Alors qu'il entraînait des équipes féminines de basketball dans des écoles secondaires, Gabriel Méus-Leclerc s'est livré à des actes sexuels avec cinq élèves, entre 1993 et 2005.

Christiane Desjardins LA PRESSE

L'homme de 36 ans a plaidé coupable à des accusations d'exploitation sexuelle, hier, au palais de justice de Montréal.

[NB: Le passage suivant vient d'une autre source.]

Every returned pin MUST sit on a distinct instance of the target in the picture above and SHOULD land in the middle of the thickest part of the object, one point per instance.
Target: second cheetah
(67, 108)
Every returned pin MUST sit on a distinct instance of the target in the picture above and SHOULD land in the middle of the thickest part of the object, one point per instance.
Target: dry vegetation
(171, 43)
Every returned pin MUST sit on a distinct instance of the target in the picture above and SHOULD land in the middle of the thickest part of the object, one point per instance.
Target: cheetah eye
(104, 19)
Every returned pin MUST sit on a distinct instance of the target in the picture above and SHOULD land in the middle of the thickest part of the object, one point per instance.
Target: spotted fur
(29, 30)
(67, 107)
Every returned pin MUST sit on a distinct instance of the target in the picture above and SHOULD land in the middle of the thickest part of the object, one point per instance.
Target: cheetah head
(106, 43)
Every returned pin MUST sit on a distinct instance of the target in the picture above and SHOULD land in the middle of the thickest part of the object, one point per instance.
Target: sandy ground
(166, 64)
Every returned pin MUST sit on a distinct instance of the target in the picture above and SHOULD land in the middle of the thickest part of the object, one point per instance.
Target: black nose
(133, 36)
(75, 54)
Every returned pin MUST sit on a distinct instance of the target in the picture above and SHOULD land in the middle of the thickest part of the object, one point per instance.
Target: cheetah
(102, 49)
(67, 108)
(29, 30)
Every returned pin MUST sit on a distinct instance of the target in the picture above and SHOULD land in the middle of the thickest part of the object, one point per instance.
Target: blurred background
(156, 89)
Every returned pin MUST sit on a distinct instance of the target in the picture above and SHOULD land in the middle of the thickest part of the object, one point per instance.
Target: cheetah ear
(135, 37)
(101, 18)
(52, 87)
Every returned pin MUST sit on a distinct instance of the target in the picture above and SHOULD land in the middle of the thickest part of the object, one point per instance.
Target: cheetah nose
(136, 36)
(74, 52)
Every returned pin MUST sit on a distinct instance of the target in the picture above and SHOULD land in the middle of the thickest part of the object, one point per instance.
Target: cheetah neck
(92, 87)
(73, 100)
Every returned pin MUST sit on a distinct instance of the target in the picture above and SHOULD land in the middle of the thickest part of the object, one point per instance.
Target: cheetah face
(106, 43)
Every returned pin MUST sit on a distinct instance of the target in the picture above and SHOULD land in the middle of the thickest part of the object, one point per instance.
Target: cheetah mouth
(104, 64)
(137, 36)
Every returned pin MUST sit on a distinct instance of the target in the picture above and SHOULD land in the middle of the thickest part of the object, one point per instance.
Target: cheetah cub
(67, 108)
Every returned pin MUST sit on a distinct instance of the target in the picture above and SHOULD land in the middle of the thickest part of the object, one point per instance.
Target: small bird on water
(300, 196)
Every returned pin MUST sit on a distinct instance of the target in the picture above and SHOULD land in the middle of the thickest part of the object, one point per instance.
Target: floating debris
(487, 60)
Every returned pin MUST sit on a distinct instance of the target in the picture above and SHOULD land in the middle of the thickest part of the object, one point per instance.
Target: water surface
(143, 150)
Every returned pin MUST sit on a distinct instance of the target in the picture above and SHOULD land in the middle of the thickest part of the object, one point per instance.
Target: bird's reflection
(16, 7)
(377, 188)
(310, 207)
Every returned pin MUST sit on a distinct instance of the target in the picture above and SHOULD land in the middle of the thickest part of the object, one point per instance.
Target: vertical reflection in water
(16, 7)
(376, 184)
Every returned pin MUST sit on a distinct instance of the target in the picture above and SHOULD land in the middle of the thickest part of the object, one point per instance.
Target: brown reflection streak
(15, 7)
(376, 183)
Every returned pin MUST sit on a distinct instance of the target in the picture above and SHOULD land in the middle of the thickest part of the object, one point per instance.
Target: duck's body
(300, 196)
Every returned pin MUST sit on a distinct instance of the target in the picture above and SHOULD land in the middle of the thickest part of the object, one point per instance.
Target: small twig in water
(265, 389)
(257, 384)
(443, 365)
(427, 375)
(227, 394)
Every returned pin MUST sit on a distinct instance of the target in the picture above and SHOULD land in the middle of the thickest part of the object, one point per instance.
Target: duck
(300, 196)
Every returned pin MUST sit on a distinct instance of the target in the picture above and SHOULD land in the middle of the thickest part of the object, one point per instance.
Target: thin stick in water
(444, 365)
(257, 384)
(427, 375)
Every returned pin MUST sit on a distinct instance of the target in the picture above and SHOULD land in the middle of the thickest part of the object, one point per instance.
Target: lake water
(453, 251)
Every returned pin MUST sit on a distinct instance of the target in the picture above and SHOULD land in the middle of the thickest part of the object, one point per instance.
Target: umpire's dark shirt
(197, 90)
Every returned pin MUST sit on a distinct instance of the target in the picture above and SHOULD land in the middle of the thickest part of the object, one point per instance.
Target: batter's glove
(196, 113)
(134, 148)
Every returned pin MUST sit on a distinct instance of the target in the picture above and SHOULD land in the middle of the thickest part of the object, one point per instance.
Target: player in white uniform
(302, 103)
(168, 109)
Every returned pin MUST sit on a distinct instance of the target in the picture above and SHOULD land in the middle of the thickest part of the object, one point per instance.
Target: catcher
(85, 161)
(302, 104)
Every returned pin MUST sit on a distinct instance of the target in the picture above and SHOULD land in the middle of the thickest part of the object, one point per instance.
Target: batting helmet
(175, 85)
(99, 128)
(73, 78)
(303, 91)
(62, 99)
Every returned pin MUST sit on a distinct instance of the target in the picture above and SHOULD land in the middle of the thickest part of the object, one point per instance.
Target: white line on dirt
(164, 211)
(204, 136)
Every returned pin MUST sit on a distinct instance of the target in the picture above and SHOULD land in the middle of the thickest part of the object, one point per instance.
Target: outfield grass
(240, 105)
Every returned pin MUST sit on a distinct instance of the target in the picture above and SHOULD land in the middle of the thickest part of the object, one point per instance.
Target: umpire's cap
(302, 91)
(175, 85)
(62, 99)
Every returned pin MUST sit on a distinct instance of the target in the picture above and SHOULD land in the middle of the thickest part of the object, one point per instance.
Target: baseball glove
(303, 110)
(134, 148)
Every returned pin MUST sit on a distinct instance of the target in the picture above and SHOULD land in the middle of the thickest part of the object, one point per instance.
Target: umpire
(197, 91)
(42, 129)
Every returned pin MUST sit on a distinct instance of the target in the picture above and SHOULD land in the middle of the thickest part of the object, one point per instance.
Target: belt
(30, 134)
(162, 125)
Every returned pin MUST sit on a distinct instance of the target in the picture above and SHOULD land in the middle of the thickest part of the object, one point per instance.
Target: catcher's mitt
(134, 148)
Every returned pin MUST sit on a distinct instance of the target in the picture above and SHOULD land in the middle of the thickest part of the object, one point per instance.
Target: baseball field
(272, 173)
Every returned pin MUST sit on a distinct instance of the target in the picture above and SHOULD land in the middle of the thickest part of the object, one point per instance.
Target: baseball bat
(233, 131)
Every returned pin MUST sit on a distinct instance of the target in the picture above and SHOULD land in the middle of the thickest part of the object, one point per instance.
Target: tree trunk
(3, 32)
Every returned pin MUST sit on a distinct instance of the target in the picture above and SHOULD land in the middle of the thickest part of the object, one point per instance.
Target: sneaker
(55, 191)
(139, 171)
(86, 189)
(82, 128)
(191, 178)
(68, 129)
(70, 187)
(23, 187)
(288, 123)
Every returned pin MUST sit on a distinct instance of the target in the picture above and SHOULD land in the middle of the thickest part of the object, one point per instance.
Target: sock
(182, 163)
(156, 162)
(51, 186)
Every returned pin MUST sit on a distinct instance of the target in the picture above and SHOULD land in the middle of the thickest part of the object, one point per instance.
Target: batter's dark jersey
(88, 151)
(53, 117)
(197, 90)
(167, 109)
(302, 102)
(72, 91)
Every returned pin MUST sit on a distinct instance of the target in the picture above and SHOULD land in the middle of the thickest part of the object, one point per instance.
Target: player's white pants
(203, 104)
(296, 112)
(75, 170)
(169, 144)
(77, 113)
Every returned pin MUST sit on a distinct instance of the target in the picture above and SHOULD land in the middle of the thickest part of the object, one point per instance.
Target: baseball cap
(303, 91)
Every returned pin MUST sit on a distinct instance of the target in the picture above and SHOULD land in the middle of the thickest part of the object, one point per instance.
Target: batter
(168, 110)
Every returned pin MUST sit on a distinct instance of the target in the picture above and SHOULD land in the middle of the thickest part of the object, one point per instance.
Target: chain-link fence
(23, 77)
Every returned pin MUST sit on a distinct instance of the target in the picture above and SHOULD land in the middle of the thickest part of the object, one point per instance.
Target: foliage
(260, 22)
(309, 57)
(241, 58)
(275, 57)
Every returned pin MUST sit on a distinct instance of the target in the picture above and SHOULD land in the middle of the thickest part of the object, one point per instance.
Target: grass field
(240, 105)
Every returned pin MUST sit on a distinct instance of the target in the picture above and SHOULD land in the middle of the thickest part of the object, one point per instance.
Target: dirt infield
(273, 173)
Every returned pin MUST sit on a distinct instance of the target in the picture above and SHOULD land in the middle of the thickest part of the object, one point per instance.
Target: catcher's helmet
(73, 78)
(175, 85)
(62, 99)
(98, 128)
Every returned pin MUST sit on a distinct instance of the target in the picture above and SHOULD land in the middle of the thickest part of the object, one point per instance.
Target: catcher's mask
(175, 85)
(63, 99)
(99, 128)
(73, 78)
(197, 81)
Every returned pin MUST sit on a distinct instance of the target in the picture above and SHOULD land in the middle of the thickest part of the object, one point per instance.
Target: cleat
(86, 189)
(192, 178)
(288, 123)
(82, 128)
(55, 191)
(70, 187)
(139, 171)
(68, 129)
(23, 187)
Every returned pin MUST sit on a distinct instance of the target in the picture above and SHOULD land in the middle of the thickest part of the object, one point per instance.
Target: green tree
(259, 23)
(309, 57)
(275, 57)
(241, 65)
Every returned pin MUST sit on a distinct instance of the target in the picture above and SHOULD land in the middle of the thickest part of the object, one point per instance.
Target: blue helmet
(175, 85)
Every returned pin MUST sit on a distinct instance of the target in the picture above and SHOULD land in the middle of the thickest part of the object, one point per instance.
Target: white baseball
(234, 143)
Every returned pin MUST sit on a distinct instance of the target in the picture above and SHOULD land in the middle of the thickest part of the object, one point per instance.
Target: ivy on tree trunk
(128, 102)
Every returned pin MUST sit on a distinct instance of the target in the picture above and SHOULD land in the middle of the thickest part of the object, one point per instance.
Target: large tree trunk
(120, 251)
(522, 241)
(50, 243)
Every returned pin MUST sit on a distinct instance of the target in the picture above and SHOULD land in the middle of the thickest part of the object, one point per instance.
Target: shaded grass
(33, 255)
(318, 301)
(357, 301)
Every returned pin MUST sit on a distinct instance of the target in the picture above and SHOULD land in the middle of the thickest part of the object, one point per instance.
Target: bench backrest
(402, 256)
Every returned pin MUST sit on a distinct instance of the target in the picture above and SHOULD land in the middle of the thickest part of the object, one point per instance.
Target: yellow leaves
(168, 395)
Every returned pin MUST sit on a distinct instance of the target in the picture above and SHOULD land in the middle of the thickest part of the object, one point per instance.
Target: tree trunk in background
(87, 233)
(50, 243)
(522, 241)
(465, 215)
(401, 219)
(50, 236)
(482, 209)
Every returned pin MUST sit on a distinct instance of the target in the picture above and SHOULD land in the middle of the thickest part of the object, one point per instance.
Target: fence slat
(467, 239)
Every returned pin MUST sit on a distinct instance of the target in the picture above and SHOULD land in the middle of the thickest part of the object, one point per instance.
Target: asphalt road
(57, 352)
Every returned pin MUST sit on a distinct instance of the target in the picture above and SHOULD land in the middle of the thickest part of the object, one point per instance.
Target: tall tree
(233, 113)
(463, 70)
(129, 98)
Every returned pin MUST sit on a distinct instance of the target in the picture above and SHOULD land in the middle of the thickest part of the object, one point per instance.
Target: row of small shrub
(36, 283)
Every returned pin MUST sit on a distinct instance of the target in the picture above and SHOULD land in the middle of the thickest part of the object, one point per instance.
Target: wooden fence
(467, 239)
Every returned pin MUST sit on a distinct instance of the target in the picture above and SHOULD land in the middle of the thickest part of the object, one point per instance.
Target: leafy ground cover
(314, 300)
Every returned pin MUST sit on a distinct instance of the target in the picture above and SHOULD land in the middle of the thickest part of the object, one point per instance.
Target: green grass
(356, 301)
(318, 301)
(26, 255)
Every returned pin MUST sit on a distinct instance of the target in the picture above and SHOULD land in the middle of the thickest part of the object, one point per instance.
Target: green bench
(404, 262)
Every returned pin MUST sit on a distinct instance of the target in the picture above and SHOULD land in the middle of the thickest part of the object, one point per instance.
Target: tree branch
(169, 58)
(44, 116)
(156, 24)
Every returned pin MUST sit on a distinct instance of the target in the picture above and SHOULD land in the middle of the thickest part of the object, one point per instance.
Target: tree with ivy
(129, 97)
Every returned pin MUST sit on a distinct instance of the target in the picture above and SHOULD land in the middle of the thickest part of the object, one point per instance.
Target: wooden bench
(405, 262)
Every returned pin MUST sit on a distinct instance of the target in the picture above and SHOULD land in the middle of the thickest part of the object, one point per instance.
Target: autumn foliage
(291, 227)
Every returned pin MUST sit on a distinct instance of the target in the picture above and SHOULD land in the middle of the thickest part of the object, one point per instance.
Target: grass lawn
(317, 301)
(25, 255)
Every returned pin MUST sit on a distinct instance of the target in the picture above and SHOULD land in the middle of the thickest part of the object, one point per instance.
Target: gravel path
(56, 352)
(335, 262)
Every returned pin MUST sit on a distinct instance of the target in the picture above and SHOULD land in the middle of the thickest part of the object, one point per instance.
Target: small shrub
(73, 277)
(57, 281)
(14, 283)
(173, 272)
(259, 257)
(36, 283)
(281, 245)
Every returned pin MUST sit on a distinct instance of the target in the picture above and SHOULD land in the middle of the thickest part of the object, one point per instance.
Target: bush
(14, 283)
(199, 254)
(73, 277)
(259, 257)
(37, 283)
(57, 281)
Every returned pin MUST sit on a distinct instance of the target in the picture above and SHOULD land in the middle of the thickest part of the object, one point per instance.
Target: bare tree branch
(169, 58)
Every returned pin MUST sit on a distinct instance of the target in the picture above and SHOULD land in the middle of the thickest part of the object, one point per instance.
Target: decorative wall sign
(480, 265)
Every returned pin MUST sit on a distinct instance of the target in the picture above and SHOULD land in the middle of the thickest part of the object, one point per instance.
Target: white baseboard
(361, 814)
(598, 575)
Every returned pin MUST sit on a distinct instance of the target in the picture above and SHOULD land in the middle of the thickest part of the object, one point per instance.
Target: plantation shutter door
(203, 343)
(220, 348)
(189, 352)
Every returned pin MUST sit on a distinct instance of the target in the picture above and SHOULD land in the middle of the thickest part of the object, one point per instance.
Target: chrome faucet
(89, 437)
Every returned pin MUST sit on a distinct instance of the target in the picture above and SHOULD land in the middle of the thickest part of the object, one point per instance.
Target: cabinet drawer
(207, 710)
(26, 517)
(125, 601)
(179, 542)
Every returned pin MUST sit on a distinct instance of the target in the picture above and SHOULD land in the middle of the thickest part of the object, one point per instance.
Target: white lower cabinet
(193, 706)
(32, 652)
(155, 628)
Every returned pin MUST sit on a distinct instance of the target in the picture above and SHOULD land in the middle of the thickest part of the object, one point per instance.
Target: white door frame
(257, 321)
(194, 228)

Les faits sont survenus alors que M. Méus-Leclerc enseignait au collège Regina Assumpta, un établissement privé situé dans Ahuntsic, et à l'école secondaire d'Anjou. Les crimes ont été commis en trois périodes distinctes: de 1993 à 1995, de 2000 à 2001 et de 2004 à 2005. Quatre des victimes avaient de 14 à 15 ans, et une autre avait de 16 à 17 ans. Dans certains cas, il s'agit d'attouchements et de contacts sexuels, et il y a eu relations complètes avec deux des victimes, a expliqué la procureure de la Couronne, Me Louise Blais.

 

On a découvert le pot aux roses à l'automne 2005, avec les premières allégations à propos de l'entraîneur. Au terme d'une enquête interne, le directeur du collège avait porté plainte à la police.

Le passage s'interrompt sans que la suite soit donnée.